Located on U Street since early last year, El Rey, a taqueria and Mexican beer garden, aptly fits into this increasingly gentrified and trendy setting. The building itself is constructed almost entirely of tin shipping containers, adding a colorful and unique touch to the architectural design.
The front of the restaurant features an indoor area, which is dimly lit with a bar and contains just a few tables. Behind that, in an outdoor courtyard with a roof around the edges, El Rey has another bar and several more tables. On a warm Tuesday evening, this was the place where most people were sitting, taking advantage of the emerging spring weather.
The area had a “seat yourself” sign and a free water pitcher, so my friend and I got ourselves some plastic cups of water and sat down at one of the tables under the overhanging roof in the courtyard, which still allowed for the setting sun to reach us for a time. About 15 minutes after we arrived we started to feel chilly as the sun set. The managers were quick to react, conveniently closing the retractable courtyard roof and turning the heating system on.
The restaurant wasn’t very crowded, and a waitress promptly came over with menus and offered to get us started with something to eat or drink, suggesting guacamole. Always one of my favorite dishes at Mexican restaurants, we ordered chips ($3) with guacamole (+$3) right away.
The starter came quickly, and the chips were somewhat greasy, crispy and clearly homemade. They were slightly warm and had just been baked. Some were covered in salt while others weren’t. The guacamole was very good — smooth, with a nice lime and cilantro flavor. Unfortunately, even with fairly small helpings on each chip, we finished the small plastic container of guacamole very quickly, which left us with over half the plate of chips still left. We therefore ordered another container of guacamole for something to eat the chips with.

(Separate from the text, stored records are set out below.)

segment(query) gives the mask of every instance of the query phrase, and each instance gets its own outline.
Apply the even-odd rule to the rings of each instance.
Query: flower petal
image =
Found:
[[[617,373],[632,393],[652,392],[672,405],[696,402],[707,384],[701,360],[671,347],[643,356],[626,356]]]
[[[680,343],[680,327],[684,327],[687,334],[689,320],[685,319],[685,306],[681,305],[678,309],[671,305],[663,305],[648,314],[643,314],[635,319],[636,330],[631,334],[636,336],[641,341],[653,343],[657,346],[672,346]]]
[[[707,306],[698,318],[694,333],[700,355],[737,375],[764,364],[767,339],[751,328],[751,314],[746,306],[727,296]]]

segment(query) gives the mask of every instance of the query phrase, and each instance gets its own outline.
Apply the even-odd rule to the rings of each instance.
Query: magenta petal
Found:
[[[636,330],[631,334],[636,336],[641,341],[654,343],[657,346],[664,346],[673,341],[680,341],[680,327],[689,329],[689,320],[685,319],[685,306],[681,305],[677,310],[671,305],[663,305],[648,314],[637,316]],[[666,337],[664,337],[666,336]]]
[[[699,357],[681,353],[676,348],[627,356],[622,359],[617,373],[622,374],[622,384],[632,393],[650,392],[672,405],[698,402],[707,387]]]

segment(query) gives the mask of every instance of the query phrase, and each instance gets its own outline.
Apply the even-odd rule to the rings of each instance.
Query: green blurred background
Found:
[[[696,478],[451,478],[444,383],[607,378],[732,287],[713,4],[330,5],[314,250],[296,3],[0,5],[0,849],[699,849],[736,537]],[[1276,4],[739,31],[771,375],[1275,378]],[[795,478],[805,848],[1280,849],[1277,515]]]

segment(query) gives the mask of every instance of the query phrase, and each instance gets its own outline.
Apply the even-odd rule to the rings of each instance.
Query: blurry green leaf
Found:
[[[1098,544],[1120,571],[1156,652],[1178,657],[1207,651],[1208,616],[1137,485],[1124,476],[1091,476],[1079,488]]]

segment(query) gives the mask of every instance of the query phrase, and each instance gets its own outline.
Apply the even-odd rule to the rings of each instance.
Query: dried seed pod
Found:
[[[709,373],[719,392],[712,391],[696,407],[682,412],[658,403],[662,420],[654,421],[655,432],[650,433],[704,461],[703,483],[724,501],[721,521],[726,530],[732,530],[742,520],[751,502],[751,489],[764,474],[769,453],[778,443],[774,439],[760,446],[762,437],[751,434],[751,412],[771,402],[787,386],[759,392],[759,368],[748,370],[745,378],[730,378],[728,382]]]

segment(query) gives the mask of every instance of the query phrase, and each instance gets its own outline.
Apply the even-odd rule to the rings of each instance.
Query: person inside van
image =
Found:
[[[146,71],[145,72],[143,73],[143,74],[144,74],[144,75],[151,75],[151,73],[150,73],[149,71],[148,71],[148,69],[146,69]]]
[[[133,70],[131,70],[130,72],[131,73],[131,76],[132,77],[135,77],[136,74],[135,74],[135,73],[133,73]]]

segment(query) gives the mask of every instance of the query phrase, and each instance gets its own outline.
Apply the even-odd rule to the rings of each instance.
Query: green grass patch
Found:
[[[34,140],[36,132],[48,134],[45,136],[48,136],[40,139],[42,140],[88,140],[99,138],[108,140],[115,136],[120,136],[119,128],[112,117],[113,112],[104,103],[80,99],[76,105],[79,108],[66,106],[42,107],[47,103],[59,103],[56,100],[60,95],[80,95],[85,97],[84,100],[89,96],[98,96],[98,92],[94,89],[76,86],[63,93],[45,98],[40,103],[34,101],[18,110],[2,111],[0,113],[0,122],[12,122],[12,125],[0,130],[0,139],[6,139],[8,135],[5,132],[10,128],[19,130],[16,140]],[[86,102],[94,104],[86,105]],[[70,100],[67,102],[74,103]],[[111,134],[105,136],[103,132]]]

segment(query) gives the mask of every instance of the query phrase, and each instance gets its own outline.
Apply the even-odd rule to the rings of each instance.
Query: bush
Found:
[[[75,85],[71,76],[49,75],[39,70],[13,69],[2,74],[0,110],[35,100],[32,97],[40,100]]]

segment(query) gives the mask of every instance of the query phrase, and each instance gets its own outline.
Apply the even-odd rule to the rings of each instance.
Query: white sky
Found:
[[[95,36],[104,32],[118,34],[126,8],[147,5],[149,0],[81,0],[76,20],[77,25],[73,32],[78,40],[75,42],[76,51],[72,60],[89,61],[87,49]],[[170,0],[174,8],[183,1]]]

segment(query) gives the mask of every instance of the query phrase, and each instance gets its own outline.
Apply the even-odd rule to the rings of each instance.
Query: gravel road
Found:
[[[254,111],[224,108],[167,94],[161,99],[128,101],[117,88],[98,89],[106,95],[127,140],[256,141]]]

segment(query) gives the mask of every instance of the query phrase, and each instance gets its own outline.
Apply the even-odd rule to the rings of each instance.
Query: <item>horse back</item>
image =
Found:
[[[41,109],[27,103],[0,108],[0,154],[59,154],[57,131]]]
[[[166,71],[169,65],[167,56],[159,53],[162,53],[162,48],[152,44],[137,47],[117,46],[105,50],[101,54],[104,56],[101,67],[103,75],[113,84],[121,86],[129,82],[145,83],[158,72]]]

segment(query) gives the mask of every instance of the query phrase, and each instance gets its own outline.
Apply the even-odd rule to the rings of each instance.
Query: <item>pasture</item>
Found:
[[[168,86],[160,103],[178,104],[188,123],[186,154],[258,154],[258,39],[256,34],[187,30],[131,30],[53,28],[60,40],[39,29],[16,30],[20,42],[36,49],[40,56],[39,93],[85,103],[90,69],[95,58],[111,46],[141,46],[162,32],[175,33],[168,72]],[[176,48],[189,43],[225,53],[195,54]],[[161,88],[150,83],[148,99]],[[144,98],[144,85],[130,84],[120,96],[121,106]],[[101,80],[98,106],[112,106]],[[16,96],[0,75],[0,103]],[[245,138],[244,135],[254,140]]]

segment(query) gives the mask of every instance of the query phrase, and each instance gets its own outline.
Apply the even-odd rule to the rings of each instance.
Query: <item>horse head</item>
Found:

Next we got a tamale, which was Mexican chorizo ($5) flavored at the suggestion of our waitress. The tamale also came quickly, hot and wrapped in the corn husk, which our waitress helpfully told us how to remove. The mashed corn was deliciously smooth and moist. The chorizo was spicy, though not overwhelmingly so. However, the meat was simply clumps of ground beef that tasted more like dog food than a thoughtfully seasoned Mexican classic.
Next, we each ordered a taco. I got the de pescado ($4), which is a fish taco with carrot slaw, tomatillo, avocado and chipotle aioli. He got the al pastor ($3), again at the recommendation of our waitress, which is a roasted pork shoulder taco with pineapple, pickled onions and chipotle aioli.
My fish taco was satisfactory. The fish was white and not very flavorful, but it was a good amount for the small taco. The dish had too much sauce, which mostly overpowered the other flavors with its mayonnaise-saturated chipotle taste. The highlight of the taco was the shell, which was a chewy soft corn shell, which was also clearly homemade and very fresh.
My friend enjoyed his taco too, saying that the pork was bland flavor-wise but nice and tender. He also enjoyed the chipotle sauce, but it was the taco’s predominant flavor, which took away from the potentially unique taste of the pineapples. He disagreed with my impressions on the taco shell, saying that it should have been crispier.
By the time we finished eating the tacos, El Rey had gotten pretty crowded as people came after work. Most people there were fairly young and I would assume enjoying a relaxing happy hour. Not being old enough to drink and needing to get back to our homework, my friend and I decided to leave after our tacos even though the atmosphere was enjoyable and we weren’t really full yet.
Overall, the food was enjoyable and freshly made but without anything particularly unique. The main purpose of El Rey is clearly the drinks, as they advertise margarita pitchers as well as several beers and cocktails. Once I am 21, I would gladly return to El Rey for drinks, as my friend and I both agreed that the restaurant’s vibe was very enjoyable with the younger crowd, friendly staff and unique tin walls and the prices are friendly to a college student’s budget. The food itself complements the drinks well, but ultimately takes a bit of a backseat.